CpG methylation activity of wildtype DNMT3B and DNMT3B mutants
The catalytic activities of the wildtype human DNMT3B catalytic domain (WT) enzyme and the 13 selected mutants were determined with a radioactive DNA methylation assay using a 30mer oligonucleotide substrate containing a single CpG site in a TTCCGGGA sequence context (Figure 2A). In addition, we conducted deep enzymology experiments and investigated methylation of a pool of DNA substrates, in which the target CpX site was flanked by 10 random nucleotides on either side. The substrate pool was methylated by WT DNMT3B and DNMT3B mutants, the reaction products were subjected to hairpin ligation, bisulfite conversion, PCR amplification and NGS analysis as described previously (14,23,29).
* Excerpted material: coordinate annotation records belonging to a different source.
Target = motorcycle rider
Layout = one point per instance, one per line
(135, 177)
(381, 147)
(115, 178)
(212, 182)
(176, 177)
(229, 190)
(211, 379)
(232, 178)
As the T775 mutants showed very weak activity in the radioactive kinetics (<0.5% of WT DNMT3B), only T775A was used for the deep enzymology experiments. Data were generated in two independent repeats and sequenced at great depth (Supplementary Table S4).
In the initial analysis, methylation levels of CpG sequences were analyzed. As shown in Figure 2A and B, the results of both activity assays agree closely with each other. When considering both assays, the activities of N652A, N656A, N779A and N779D were similar to WT (<25% reduction when compared to WT). V657A, R661A, K777A and R823A showed a moderate reduction in activity (residual activities between 25 and 75% of WT). N656D and N658A showed a strong reduction of activity with residual activities between 5 and 15% of WT. The activity of the T775 mutants was even weaker (around 0.5% of WT activity). Next, the global non-CpG methylation activity of WT DNMT3B and the mutants was determined (Figure 2C). The CpA methylation activity of the WT enzyme was 17% of the activity observed at CpG sites, CpT activity was 7% and CpC 6%. The relative overall non-CpG activities of most mutants were similar to WT, with a few interesting exceptions: K777A showed an increase in non-CpG methylation in all three sequence contexts. Similarly, T775A showed an increase in non-CpG methylation, but error margins between the repeats were larger due to the very low overall methylation levels. N658A showed increased relative activity at CpA sites, and V657A showed an increase in the relative activity at CpT sites. Moreover, N656D and R823A showed globally reduced non-CpG methylation.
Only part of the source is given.